ROANOKE TIMES

                         Roanoke Times
                 Copyright (c) 1995, Landmark Communications, Inc.

DATE: WEDNESDAY, April 25, 1990                   TAG: 9004250718
SECTION: SPORTS                    PAGE: C5   EDITION: EVENING 
SOURCE: Associated Press
DATELINE: NEW ORLEANS                                LENGTH: Medium


GOLF'S MENTAL ASPECTS STAND IN SUTTON'S WAY

Hal Sutton said his golf game is fine, so "it's just a matter of me not getting in its way."

Sutton and Greg Norman tied for second in the USF&G Classic last year, two strokes behind Tim Simpson, and all three are back for this year's $1-million renewal.

Sutton's game bottomed out in 1988, when he finished 88th on the earnings list. He was back up to 23rd last year and goes into Thursday's tournament No. 49. Any problems are mental, not physical, he said.

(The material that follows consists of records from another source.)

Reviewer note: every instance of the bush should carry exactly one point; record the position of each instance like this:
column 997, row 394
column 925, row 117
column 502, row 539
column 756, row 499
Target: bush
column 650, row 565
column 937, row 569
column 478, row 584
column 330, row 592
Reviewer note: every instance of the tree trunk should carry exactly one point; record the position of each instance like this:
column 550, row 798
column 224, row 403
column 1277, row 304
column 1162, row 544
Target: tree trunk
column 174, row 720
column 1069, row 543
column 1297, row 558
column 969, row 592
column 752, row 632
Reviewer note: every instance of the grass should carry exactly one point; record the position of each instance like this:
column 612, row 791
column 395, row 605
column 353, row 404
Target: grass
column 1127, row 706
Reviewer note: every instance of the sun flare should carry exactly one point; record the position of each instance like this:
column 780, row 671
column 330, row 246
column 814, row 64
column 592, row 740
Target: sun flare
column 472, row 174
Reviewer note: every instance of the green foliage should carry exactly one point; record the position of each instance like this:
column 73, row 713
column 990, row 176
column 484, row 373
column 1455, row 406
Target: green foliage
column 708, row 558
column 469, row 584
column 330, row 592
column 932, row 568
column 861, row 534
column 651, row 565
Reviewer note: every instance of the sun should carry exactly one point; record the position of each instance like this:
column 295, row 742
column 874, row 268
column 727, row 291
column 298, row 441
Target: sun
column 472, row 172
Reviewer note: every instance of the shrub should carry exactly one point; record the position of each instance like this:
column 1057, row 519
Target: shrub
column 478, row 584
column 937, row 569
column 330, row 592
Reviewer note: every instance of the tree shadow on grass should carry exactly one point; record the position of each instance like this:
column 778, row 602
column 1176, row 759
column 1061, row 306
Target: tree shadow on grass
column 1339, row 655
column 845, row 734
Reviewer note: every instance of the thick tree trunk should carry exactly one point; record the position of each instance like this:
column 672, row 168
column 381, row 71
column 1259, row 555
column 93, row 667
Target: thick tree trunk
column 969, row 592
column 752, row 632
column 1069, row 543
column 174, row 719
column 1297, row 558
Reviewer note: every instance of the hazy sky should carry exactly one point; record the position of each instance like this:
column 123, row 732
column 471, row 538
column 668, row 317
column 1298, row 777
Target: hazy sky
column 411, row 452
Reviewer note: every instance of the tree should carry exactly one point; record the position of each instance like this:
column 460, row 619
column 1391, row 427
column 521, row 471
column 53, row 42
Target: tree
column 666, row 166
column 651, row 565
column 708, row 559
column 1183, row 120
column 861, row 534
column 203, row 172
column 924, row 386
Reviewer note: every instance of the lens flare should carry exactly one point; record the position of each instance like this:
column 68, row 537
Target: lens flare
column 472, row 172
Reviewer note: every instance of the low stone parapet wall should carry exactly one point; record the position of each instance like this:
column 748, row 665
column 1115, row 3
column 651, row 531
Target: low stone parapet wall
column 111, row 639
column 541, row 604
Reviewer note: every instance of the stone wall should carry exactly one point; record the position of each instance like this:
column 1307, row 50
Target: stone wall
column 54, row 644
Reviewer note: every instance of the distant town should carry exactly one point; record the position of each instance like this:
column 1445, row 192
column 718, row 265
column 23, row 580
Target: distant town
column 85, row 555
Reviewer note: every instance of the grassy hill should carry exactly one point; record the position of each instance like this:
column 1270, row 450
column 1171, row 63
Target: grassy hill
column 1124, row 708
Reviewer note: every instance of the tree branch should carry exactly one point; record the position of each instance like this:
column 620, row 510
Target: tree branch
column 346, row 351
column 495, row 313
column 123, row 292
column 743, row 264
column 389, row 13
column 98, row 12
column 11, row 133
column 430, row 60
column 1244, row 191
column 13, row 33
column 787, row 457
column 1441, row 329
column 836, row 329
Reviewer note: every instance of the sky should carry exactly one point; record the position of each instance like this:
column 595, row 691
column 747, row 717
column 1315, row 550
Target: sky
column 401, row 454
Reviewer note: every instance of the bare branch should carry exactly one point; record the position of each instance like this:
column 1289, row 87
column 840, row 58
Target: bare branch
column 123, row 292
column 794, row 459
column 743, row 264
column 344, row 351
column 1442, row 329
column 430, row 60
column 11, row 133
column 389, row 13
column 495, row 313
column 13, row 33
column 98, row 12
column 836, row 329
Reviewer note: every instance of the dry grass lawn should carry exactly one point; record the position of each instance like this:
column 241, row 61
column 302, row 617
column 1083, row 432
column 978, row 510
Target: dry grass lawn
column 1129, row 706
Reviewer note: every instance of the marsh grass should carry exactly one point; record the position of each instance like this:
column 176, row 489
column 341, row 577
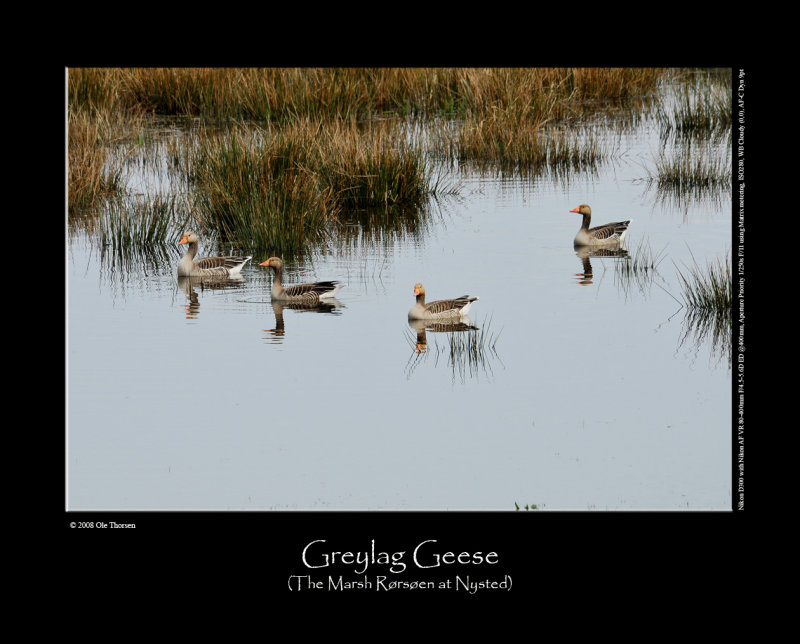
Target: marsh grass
column 282, row 153
column 282, row 95
column 283, row 188
column 93, row 172
column 133, row 222
column 469, row 352
column 639, row 267
column 691, row 170
column 702, row 108
column 708, row 291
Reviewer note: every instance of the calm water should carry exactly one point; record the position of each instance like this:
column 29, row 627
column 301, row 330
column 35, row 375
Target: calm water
column 592, row 394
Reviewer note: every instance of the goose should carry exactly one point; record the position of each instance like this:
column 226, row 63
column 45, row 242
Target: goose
column 306, row 293
column 606, row 235
column 441, row 308
column 207, row 266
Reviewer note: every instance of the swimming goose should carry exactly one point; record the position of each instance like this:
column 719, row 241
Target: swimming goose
column 207, row 266
column 307, row 293
column 441, row 308
column 606, row 235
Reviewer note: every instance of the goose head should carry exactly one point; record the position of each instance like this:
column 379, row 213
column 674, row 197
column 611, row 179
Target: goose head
column 273, row 262
column 189, row 238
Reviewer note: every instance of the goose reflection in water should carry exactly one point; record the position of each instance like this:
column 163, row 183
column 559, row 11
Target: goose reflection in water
column 585, row 253
column 467, row 349
column 423, row 326
column 214, row 283
column 329, row 305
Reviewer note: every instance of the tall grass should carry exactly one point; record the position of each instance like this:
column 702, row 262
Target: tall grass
column 707, row 294
column 702, row 108
column 285, row 94
column 318, row 144
column 93, row 172
column 709, row 291
column 639, row 268
column 282, row 188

"There are hundreds of decisions made out there every day," Sutton said. "Sometimes I haven't made the right decisions. Sometimes I've made the right decisions at the wrong time."

Sutton grew up in Shreveport in northwestern Louisiana, and he said one of the reasons he plays in New Orleans is to be back in his home state.

He said he also likes the English Turn golf course, designed by Jack Nicklaus and opened just last year. "Last year, it was in very good condition," he said. "I thought it was one of Nicklaus' better-designed golf courses.

"There are holes out there you have to grab by the throat, and there are others you don't. The important thing is knowing which one."

Until last year, the 7,106-yard course was a swamp across the Mississippi River from the main part of New Orleans. Nicklaus, his engineers and a huge work force dug drainage bayous and pumped in three million cubic yards of dirt, creating undulating mounds in an area otherwise as flat as a pool table.

There was some slippage. Part of the green on the par-3 No. 8 tried to resume its former identity, creating a ridge not planned by Nicklaus, the golfing great who has added golf course architecture to his list of accomplishments.

That has been repaired.

The forecast is for temperatures in the mid-80s and thundershowers every afternoon of the tournament, which begins Thursday.

It took seven days to complete the tournament in 1958. In both 1982 and 1985, rain cut the tournament to 54 holes, and the first round was postponed in 1986, forcing a 36-hole finish on Sunday.

Last year, the first after moving from Lakewood Country Club, almost a foot of rain fell on Tuesday and Wednesday, wiping out the pro-am and turning parking lots into muddy ponds.

This year's field includes 26 of the tour's top 60 money winners, headed by leader Mark Calcavecchia, who has won $572,744 this year. Norman, No. 4 with $443,313 in six PGA tournaments, and Jodie Mudd, No. 5 with $383,935, are the other top-ten money winners in the USF&G field.

Jay Haas won a blast-off against Steve Elkington on the ninth and final hole Tuesday to win the $10,200 Merrill Lynch Shoot-Out.

Others in the field, and the order in which they were eliminated, were Scott Hoch, Jim Thorpe, Tom Watson, Mike Hulbert, Sutton, Simpson, Ben Crenshaw and Brian Tennyson.